On March 11, 2011, an 8.9 magnitude earthquake, one of the largest ever recorded, struck Japan, triggering a huge 23-foot tsunami and a series of nuclear accidents. The staggering loss of lives and property, as well as the threats posed by the nuclear crisis, prompted a swift and massive outpouring of aid from the international community. CGI was among those who responded, helping both victims and clients impacted by the tragedy.

In the U.S., for example, CGI members partnered with the American Red Cross to raise funds for earthquake victims.

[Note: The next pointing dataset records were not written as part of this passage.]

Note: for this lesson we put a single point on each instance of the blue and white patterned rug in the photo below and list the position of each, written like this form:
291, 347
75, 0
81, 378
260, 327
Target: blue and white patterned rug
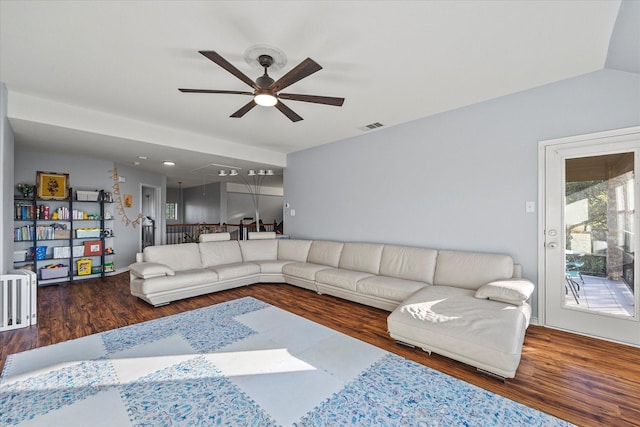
241, 363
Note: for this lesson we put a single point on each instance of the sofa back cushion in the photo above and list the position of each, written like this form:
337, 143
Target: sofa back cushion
293, 250
363, 257
220, 253
259, 250
214, 237
183, 256
470, 270
409, 263
325, 252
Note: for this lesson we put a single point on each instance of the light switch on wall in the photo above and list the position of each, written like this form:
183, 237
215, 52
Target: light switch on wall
530, 207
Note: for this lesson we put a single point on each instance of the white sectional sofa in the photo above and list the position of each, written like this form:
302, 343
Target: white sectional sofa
468, 306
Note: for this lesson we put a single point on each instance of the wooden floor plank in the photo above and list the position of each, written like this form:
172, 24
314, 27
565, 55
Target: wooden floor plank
586, 381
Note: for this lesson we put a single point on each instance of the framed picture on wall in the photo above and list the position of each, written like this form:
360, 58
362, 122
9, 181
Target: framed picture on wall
52, 185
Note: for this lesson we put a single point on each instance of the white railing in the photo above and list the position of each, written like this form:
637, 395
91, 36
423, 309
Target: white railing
18, 300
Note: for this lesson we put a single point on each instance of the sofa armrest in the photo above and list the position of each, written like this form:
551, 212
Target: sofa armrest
147, 270
512, 291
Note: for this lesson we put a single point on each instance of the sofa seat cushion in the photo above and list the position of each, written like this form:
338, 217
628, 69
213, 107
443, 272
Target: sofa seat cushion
147, 270
294, 250
182, 279
325, 252
220, 253
388, 288
303, 270
272, 267
470, 270
253, 250
452, 322
404, 262
344, 279
183, 256
361, 257
234, 271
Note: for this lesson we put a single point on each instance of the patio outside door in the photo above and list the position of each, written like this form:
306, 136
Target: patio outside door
590, 230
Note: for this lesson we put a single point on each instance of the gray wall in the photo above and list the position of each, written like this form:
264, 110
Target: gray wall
202, 204
128, 238
457, 180
7, 186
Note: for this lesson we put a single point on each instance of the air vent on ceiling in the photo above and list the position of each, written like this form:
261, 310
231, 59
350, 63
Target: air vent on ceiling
371, 126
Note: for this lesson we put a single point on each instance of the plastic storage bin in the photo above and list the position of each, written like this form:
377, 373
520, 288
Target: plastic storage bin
41, 252
84, 267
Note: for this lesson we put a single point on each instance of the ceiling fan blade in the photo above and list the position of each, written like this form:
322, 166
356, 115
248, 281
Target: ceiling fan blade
299, 72
244, 110
232, 92
327, 100
288, 112
215, 57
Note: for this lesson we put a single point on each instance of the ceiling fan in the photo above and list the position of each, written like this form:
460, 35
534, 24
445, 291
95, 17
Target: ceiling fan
266, 91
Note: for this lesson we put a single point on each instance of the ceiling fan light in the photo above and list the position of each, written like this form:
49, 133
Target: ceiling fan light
265, 99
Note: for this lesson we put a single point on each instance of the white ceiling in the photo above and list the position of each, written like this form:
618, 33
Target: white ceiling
100, 77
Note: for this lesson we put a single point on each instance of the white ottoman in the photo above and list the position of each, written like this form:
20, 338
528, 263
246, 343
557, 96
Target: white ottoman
452, 322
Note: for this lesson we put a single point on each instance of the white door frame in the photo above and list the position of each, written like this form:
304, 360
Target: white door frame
594, 138
158, 207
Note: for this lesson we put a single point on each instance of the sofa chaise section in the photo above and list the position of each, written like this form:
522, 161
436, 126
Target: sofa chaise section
452, 318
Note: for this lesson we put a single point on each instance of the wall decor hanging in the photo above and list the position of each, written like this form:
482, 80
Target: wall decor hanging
52, 185
120, 203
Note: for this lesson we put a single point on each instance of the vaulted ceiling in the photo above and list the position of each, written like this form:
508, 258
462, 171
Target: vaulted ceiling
101, 78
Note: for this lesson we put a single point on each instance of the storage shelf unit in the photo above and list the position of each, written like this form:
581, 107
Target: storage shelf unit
33, 230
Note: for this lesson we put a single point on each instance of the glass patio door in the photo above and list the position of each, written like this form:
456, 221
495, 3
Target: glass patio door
591, 235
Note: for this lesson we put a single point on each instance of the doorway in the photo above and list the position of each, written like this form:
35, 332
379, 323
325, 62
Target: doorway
589, 200
149, 231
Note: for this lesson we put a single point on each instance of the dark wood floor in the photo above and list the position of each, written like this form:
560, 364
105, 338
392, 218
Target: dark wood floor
585, 381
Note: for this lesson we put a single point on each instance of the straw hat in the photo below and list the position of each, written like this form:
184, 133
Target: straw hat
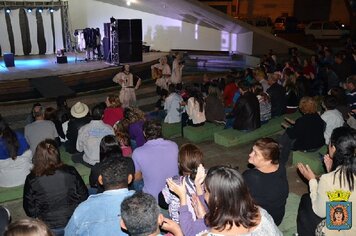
79, 110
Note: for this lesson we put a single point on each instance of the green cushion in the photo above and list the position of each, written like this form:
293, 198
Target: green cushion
15, 193
232, 137
171, 130
201, 133
310, 158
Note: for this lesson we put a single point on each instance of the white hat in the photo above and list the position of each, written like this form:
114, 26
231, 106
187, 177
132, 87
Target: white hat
79, 110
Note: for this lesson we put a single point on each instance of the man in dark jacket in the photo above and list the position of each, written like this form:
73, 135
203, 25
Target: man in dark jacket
79, 112
277, 94
246, 110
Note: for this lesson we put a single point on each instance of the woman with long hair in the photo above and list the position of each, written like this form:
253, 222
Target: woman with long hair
267, 181
15, 156
189, 159
231, 209
340, 164
53, 189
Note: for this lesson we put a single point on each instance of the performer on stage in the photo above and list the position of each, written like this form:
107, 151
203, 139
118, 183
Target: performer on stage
161, 72
177, 67
127, 93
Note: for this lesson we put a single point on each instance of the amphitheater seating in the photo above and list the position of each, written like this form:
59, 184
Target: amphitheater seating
171, 130
15, 193
232, 137
201, 133
310, 158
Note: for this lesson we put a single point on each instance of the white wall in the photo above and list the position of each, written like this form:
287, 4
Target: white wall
161, 33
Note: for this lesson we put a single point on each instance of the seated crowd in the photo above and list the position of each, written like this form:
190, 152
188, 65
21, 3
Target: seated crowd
135, 172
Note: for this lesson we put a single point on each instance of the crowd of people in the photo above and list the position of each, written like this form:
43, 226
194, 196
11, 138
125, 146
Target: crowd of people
136, 173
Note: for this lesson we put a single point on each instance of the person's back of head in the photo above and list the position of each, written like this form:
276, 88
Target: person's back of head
139, 214
109, 146
98, 112
152, 130
114, 173
28, 227
330, 102
229, 200
189, 158
38, 112
343, 142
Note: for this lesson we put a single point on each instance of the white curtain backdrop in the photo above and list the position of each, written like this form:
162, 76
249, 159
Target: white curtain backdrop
15, 22
4, 37
32, 23
46, 16
58, 28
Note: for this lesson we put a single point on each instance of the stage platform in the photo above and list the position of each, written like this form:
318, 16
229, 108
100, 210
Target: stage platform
78, 74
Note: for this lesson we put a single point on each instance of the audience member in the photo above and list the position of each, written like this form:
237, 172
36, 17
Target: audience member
156, 160
135, 118
214, 105
306, 133
51, 114
28, 227
52, 190
340, 164
40, 129
247, 109
113, 112
98, 214
189, 159
15, 156
80, 117
267, 181
89, 137
332, 117
109, 148
264, 101
277, 94
140, 216
172, 106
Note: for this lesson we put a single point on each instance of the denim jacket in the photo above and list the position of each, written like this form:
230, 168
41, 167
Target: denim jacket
98, 215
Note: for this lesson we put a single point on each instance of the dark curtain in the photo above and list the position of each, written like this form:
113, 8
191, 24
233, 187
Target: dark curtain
10, 33
40, 34
25, 32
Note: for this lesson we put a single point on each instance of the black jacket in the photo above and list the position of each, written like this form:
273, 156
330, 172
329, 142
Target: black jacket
53, 198
247, 112
72, 132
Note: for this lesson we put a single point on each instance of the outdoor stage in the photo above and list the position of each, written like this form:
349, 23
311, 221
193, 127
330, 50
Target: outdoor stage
19, 82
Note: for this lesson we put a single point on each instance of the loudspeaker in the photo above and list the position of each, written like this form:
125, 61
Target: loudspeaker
62, 60
136, 30
124, 28
130, 52
106, 46
9, 59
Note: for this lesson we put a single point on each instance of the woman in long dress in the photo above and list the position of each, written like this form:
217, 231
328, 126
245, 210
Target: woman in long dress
127, 92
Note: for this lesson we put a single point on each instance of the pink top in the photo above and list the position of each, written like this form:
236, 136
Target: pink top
113, 115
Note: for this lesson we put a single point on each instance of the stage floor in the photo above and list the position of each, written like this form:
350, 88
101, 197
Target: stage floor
27, 67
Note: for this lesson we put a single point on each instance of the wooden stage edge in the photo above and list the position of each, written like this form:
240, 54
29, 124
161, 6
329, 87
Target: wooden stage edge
82, 81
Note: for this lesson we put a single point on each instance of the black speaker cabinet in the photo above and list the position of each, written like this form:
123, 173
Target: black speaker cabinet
9, 59
62, 60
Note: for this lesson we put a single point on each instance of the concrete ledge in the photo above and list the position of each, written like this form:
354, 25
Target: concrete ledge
172, 130
232, 137
201, 133
310, 158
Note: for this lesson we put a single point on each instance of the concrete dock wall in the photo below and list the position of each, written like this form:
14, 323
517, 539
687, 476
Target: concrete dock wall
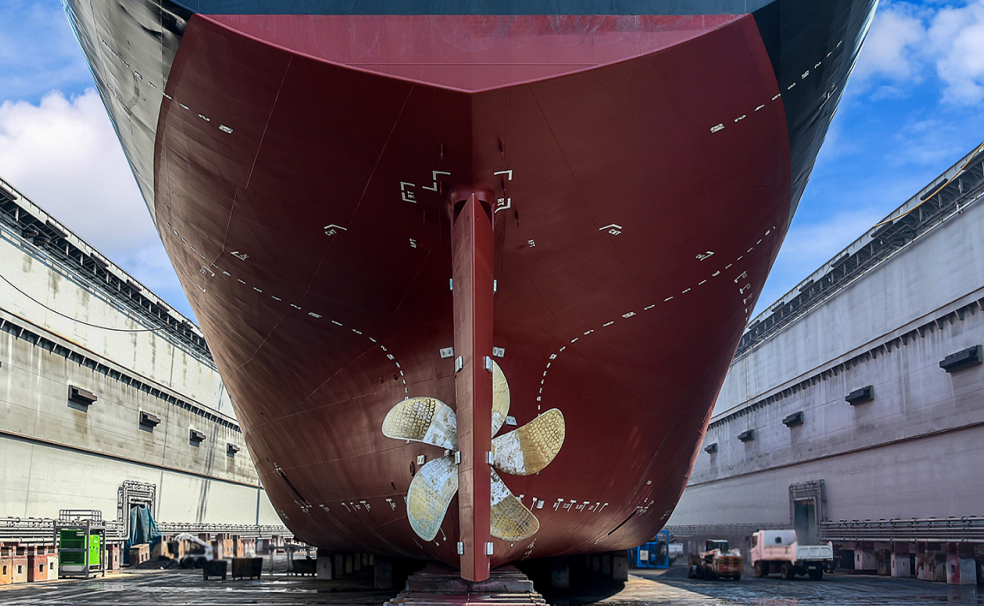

A website for soliciting and receiving donations was quickly set up, and CGI committed to matching member donations up to $15,000. In total, $49,086, including the $15,000 match, was collected for the Red Cross in the immediate aftermath of the disaster.

In addition, CGI professionals provided critical support to clients impacted by the disaster, such as the U.S. Environmental Protection Agency. The EPA has a nationwide radiation-monitoring system that continuously monitors the nation’s air and is capable of detecting even the slightest increases in radiation. The technology backbone behind the system is the Central Data Exchange (CDX), which CGI has supported for two years.

CGI’s work to make the underlying CDX architecture more flexible and scalable paid off in the face of Japan’s nuclear emergency. Requests for radiation data increased from 50,000 per month to more than 1.1 million in a 24-hour period in response to the nuclear threat.

CGI members also worked around the clock to support a user-friendly public website set up by the EPA to keep Americans up to date on the crisis and easily interpret radiation data collected. The site included a monitoring station map, radiation results, announcements and frequently-asked questions. While the EPA has returned to routine radiation monitoring, the site remains accessible for historical and informative purposes.